Laura Baggins (née Grubb) remained 'head' of the family of 'Baggins of Hobbiton', until she was 102. As she was 7 years younger than her husband (who died at the age of 93 in SY 1300), she held this position for 16 years, until SY 1316; and her son Bungo did not become 'head', until he was 70, ten years before he died at the early age of 80. Bilbo did not succeed, until the death of his Took mother. Belladonna, in 1334, when he was 44.
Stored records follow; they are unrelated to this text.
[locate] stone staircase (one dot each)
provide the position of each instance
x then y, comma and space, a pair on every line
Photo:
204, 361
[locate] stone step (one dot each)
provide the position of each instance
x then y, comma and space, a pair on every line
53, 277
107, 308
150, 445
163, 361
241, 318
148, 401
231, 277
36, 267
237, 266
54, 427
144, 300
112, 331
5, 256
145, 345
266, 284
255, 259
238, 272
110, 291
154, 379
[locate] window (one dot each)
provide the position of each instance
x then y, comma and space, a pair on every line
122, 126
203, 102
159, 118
The Baggins headship then, owing to the strange events, fell into doubt. Otho Sackville-Baggins was heir to this title – quite apart from questions of property that would have arisen if his cousin Bilbo had died intestate; but after the legal fiasco of 1342 (when Bilbo returned alive after being 'presumed dead') no one dared to presume his death again. Otho died in 1412, his son Lotho was murdered in 1419, and his wife Lobelia died in 1420. When Master Samwise reported the 'departure over Sea' of Bilbo (and Frodo) in 1421, it was still held impossible to presume death; and when Master Samwise became Mayor in 1427, a rule was made that: 'if any inhabitant of the Shire shall pass over Sea in the presence of a reliable witness, with the expressed intention not to return, or in circumstances plainly implying such an intention, he or she shall be deemed to have relinquished all titles rights or properties previously held or occupied, and the heir or heirs thereof shall forthwith enter into possession of these titles, rights, or properties, as is directed by established custom, or by the will and disposition of the departed, as the case may require.' Presumably the title of 'head' then passed to the descendants of Ponto Baggins – probably Ponto II.

Customs differed in cases where the 'head' died leaving no son. In the Took-family, since the headship was also connected with the title and (originally military) office of Thain, descent was strictly through the male line. In other great families the headship might pass through a daughter of the deceased to his eldest grandson (irrespective of the daughter's age). This latter custom was usual in families of more recent origin, without ancient records or ancestral mansions. In such cases the heir (if he accepted the courtesy title) took the name of his mother's family – though he often retained that of his father's family also (placed second). This was the case with Otho Sackville-Baggins. For the nominal headship of the Sackvilles had come to him through his mother Camellia. It was his rather absurd ambition to achieve the rare distinction of being 'head' of two families (he would probably then have called himself Baggins-Sackville-Baggins) : a situation which will explain his exasperation with the adventures and disappearances of Bilbo, quite apart from any loss of property involved in the adoption of Frodo.
I believe it was a moot-point in Hobbit lore (which the ruling of Mayor Samwise prevented from being argued in this particular case) whether 'adoption' by a childless 'head' could affect the descent of the headship. It was agreed that the adoption of a member of a different family could not affect the headship, that being a matter of blood and kinship; but there was an opinion that adoption of a close relative of the same namE before he was of age entitled him to all privileges of a son. This opinion (held by Bilbo) was naturally contested by Otho.